Submitted to: Foodborne Pathogens and Disease
Publication Type: Peer Reviewed Journal
Publication Acceptance Date: November 9, 2011
Publication Date: February 1, 2012
Citation: Macarisin, D., Patel, J.R., Bauchan, G.R., Giron, J., Sharma, V.K. 2012. Role of curli and cellulose expression by Escherichia coli O157:H7 on the cell’s ability to attach to spinach. Foodborne Pathogens and Disease. 9(2):160-167.
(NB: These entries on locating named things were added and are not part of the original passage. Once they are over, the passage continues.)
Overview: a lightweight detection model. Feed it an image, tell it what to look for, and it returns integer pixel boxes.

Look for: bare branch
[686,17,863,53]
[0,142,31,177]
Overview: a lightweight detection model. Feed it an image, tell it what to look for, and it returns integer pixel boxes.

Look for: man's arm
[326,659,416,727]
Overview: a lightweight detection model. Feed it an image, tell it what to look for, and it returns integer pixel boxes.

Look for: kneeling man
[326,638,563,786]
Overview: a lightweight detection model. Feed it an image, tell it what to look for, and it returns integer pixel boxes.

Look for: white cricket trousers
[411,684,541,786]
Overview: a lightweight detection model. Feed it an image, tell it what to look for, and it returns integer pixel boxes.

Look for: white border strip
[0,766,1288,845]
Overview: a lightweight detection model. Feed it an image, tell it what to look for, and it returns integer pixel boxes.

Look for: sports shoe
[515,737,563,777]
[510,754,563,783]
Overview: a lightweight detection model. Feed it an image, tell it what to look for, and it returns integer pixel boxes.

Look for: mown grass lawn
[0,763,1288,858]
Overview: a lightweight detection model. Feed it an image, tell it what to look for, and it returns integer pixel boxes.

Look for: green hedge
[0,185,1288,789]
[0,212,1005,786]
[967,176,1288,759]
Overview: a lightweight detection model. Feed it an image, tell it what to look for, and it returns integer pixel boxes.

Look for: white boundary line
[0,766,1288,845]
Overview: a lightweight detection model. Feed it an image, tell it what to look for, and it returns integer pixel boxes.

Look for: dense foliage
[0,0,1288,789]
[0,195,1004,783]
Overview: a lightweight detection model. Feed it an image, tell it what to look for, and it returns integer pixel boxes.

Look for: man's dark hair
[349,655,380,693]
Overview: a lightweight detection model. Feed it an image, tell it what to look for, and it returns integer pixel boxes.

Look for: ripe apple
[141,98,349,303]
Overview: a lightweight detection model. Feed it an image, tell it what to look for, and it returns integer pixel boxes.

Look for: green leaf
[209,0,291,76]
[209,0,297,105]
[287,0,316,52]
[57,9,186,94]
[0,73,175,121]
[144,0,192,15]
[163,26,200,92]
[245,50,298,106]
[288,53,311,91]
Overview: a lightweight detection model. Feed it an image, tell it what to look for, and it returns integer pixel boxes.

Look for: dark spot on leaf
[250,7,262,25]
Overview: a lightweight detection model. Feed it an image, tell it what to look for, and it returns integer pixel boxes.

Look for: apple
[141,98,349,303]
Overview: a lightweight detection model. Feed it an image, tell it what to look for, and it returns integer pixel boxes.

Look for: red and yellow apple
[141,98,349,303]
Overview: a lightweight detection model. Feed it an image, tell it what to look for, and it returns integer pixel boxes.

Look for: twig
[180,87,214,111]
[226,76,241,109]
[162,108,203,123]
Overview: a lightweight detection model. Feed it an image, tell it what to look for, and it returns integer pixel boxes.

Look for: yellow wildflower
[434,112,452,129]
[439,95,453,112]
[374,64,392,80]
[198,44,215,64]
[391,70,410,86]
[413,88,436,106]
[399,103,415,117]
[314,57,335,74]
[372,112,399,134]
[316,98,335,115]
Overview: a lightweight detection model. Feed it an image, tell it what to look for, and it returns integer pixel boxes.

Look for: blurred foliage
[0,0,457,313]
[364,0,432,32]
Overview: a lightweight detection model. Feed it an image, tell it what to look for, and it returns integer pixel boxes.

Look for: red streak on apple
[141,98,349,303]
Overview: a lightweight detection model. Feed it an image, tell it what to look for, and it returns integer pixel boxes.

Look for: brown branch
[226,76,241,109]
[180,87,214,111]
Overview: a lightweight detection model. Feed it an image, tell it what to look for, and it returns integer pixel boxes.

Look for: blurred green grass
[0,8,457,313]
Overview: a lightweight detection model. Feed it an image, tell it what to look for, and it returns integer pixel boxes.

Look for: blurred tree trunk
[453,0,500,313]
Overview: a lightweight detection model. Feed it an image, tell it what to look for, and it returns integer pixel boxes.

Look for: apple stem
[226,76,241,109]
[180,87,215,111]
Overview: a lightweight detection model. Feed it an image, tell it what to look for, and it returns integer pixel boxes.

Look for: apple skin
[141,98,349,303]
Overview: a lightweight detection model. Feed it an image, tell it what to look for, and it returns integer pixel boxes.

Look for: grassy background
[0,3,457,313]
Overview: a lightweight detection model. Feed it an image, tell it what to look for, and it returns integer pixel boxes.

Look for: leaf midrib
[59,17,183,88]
Interpretive Summary: Shiga-toxigenic Escherichia coli O157:H7 (STEC) outbreaks have been linked to consumption of fresh produce. Cellular appendages, such as curli fibers have been suggested to be involved in STEC persistence in fresh produce as these curli are critical in biofilm formation and adherence to animal cells. We determined the role of curli and cellulose in attachment of STEC on spinach leaves. Spinach leaves were spot-inoculated 7 log CFU/leaf bacteria and incubated at 22ºC for 48 h. Populations of loosely and strongly attached E. coli O157:H7 on spinach leaves were determined by spiral plating on Sorbitol MacConkey agar. Curli-expressing STEC strains strongly attached to spinach leaves at significantly higher numbers than that of curli-deficient strains. Lack of cellulose expression did not affect stronger attachment of these strains to spinach leaves. Confocal microscopy analysis of inoculated spinach revealed that strongly attached curli-expressing cells were surrounded by an extracellular matrix. Understanding the role of curli in STEC attachment and persistence in vegetal matrices will help developing intervention strategies to remove pathogens from fresh produce and thereby reduce future recalls

Technical Abstract: Shiga-toxigenic Escherichia coli O157:H7 (STEC) outbreaks have been linked to consumption of fresh produce. Cellular appendages, such as curli fibers have been suggested to be involved in STEC persistence in fresh produce as these curli are critical in biofilm formation and adherence to animal cells. We determined the role of curli and cellulose in attachment of STEC on spinach leaves. Six STEC strains: wild, curli-deficient (delta csgA, delta cgsD) cellulose deficient (delta bcsA), and curli + cellulose deficient (delta csgA/delta bcsA) mutants were evaluated for curli and cellulose expression. Spinach leaves were spot-inoculated 7 log CFU/leaf bacteria and incubated at 22ºC for 48 h. Populations of loosely and strongly attached E. coli O157:H7 on spinach leaves were determined by spiral plating on Sorbitol MacConkey agar. Further, attachment was confirmed by Laser Scanning Confocal Microscopy (LSCM). STEC delta csgA and delta cgsD mutants didn’t express curli at 22ºC, whereas wild type and curli-restored strains developed a clear red phenotype on CR. SEM and LSCM analysis confirmed cells expressing extracellular matrix containing curli fibers. Curli-expressing STEC strains strongly attached to spinach leaves at significantly higher numbers than that of curli-deficient strains. Lack of cellulose expression did not affect stronger attachment of these strains to spinach leaves. LSCM analysis of inoculated spinach revealed that strongly attached curli-expressing cells were surrounded by an extracellular matrix. Understanding the role of curli in STEC attachment and persistence in vegetal matrices will help developing intervention strategies to remove pathogens from fresh produce and thereby reduce future recalls.